嬉しいこと

 今日、とても嬉しいことがあった。

 ある書店から、「風の旅人」の27号、28号と最新号の29号の三冊をそれぞれ75冊ずつ、一人のお客さんから注文を受けたと連絡があった。

 注文してくれた人は、ある会社の社長さんだそうで、「風の旅人」を三冊ずつ75カ所に御歳暮で送ってくれるのだそうだ。なんて素晴らしい社長さんなんだろう。こういう人と御縁があり、その人を通じて「風の旅人」が送り届けられる75カ所の人達へと御縁が広がって行くのは、とても嬉しいことだ。

 まだやっていけるのではないかと、僅かではあるけれど希望の糸がつながる。 

「風の旅人」は、一部の応援してくださる書店を除いて、一般の書店にはあまり好まれない雑誌のようだ。スペースをとる割に、二ヶ月に一度ということもあって他の雑誌に比べて動きが悪いし、単価も単行本ほど高くはない。単価1200円(税込み)ということは、一冊あたり書店には240円ほどしか入らない。重い本を入れたり出したり事務処理も面倒だし、大きなスペースも占領されて240円しかないのだから、割に合わないだろうなと思う。

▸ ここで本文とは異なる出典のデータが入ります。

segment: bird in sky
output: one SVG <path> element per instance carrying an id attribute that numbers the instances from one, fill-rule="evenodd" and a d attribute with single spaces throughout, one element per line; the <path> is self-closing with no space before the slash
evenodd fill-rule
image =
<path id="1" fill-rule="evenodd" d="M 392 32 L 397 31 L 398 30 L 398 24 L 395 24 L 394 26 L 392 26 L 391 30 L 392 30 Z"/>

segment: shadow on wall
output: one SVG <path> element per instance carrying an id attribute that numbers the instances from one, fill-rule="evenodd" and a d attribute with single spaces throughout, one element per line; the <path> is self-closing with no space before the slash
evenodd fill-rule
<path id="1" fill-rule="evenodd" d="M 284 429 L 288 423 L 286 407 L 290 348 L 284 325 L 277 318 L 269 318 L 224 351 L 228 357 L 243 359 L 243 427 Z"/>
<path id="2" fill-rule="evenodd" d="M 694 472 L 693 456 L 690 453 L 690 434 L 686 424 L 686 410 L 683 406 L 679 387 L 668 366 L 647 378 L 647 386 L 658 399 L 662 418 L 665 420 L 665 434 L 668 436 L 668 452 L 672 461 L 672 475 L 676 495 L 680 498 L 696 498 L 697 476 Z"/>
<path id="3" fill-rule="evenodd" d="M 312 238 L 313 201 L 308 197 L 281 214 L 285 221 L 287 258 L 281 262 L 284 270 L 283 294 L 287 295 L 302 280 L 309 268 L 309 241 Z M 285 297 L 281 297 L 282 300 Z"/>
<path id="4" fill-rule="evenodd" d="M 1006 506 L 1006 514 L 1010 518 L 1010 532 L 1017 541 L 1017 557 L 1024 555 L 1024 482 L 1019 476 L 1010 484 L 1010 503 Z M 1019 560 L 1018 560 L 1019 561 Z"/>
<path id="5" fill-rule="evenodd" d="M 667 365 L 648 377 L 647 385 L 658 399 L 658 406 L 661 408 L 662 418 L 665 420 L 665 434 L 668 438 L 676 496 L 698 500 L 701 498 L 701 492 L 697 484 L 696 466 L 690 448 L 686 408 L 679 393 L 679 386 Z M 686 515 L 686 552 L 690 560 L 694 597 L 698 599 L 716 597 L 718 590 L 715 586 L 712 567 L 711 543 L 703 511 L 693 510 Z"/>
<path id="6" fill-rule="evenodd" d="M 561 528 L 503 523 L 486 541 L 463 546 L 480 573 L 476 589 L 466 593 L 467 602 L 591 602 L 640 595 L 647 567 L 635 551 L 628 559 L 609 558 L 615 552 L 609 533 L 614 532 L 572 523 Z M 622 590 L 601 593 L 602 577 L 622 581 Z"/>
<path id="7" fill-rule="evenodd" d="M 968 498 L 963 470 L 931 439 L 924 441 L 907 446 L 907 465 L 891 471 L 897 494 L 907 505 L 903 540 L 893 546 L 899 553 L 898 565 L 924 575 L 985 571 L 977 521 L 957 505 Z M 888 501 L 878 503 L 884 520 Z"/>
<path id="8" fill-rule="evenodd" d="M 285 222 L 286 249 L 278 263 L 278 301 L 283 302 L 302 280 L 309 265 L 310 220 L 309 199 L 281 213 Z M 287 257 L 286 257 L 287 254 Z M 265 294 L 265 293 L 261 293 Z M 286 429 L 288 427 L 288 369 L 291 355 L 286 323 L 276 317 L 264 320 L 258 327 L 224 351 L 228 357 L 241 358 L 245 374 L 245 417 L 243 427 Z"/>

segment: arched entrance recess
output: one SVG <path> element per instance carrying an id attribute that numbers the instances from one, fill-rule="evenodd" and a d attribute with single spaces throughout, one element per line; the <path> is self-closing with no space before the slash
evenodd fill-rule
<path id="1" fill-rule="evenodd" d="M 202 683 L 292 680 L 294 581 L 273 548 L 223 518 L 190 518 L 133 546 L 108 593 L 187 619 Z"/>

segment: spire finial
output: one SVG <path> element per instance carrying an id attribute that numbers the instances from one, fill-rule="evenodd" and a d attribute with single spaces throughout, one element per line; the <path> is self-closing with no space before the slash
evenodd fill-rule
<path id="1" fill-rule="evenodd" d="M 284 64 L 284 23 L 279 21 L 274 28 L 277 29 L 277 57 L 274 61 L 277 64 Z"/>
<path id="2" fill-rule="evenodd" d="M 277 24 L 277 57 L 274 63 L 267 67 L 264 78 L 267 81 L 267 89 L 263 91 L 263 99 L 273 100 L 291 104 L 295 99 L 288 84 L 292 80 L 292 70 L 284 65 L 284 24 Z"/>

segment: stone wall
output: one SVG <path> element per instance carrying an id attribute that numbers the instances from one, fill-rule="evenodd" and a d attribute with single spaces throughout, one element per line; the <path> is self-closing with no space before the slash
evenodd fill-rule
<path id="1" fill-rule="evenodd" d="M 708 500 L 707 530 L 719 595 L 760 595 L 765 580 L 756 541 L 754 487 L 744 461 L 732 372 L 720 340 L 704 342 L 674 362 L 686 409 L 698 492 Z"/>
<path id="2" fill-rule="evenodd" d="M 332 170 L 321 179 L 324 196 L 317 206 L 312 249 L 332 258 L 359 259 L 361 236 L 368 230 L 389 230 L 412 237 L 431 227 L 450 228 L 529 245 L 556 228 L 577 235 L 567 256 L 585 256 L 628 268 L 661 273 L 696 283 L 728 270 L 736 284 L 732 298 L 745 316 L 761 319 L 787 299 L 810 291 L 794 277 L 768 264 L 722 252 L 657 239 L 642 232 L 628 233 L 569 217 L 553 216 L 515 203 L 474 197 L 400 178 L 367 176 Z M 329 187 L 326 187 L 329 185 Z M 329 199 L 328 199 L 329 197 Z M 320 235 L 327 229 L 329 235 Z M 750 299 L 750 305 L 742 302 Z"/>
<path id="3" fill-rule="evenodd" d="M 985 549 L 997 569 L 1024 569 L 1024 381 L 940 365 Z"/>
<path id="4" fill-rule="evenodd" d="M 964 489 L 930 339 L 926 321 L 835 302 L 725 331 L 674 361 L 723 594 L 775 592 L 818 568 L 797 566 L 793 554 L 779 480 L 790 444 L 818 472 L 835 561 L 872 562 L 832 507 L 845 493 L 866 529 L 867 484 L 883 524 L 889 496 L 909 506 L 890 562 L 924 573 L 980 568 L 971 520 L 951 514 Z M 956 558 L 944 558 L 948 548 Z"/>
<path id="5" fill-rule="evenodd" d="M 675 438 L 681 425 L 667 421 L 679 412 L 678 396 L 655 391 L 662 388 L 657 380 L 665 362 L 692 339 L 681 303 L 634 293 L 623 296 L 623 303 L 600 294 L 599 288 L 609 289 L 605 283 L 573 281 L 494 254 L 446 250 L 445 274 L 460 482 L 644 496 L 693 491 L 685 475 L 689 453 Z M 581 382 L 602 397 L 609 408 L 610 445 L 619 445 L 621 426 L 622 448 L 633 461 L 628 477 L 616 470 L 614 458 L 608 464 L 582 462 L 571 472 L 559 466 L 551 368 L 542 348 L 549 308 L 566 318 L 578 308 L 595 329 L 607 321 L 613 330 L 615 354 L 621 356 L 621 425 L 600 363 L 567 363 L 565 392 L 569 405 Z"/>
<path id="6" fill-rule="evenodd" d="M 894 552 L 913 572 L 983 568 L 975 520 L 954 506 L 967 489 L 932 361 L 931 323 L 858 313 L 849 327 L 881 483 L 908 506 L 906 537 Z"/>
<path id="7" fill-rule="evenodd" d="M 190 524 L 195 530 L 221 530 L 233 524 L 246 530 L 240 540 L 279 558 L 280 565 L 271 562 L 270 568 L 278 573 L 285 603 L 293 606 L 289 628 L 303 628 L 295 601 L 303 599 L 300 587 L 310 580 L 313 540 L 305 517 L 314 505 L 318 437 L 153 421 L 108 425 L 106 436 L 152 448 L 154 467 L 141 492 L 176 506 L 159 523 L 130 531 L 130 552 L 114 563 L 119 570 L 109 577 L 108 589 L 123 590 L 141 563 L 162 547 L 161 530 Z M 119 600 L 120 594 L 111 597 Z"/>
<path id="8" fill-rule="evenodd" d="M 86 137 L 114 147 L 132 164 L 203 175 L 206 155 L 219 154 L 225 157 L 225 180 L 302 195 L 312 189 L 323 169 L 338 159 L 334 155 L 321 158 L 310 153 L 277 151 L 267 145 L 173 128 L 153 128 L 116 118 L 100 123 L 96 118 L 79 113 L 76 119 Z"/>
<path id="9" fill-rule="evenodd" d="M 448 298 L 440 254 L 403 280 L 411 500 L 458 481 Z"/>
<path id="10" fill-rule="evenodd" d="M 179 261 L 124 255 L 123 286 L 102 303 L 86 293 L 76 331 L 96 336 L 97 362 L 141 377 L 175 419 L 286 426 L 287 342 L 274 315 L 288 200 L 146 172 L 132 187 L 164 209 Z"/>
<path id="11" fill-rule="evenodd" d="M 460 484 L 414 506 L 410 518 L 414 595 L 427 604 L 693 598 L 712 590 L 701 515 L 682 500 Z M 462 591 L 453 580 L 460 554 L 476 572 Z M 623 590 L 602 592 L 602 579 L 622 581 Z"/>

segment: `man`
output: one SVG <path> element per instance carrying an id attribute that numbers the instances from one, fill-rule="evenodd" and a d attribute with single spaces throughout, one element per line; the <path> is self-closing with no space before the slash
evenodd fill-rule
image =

 そのせいなのかどうか、最近、トーハンなど流通の取り扱いが少しずつ減っている。それでなくとも、書店で「風の旅人」を探したけれど見つからなかったという声をよく聞くのだけど、ますますそうなってしまいそうな不安がある。

 だからといって、流通各社の大株主である大手出版社のように、売れても売れなくてもある程度の数を流通させるようにプレッシャーをかける力もないので、既存の流通システムに頼るだけだと、状況を変えることはできないだろう。

 状況を変えることができなければ、二ヶ月に一度発行し続けることもできなくなる。単行本と違って雑誌は、定期的に出し続けなくてはならないので、いかにして流通網を広げるかということと、それを長期間にわたって維持し続けていくことが大きな問題なのだ。

 同時に、もう30冊も続けてきたので、そろそろいいのではないかという気持ちも自分のなかに生じてくる。延々と続く二ヶ月に一度の繰り返しに、心が折れそうになってしまうのだ。中途半端なものにするくらいなら、やらない方がマシだという気持ちもあるし。

 そういう暗い気持ちになり、悩み、もう限界だなと思うことがあっても、今日のような嬉しい報告がたまにあると、もう少し先に進もうという気持ちになれる。

 あの手この手のいろいろな手を組み合わせながら、総合力で何とかやっていこうと思う。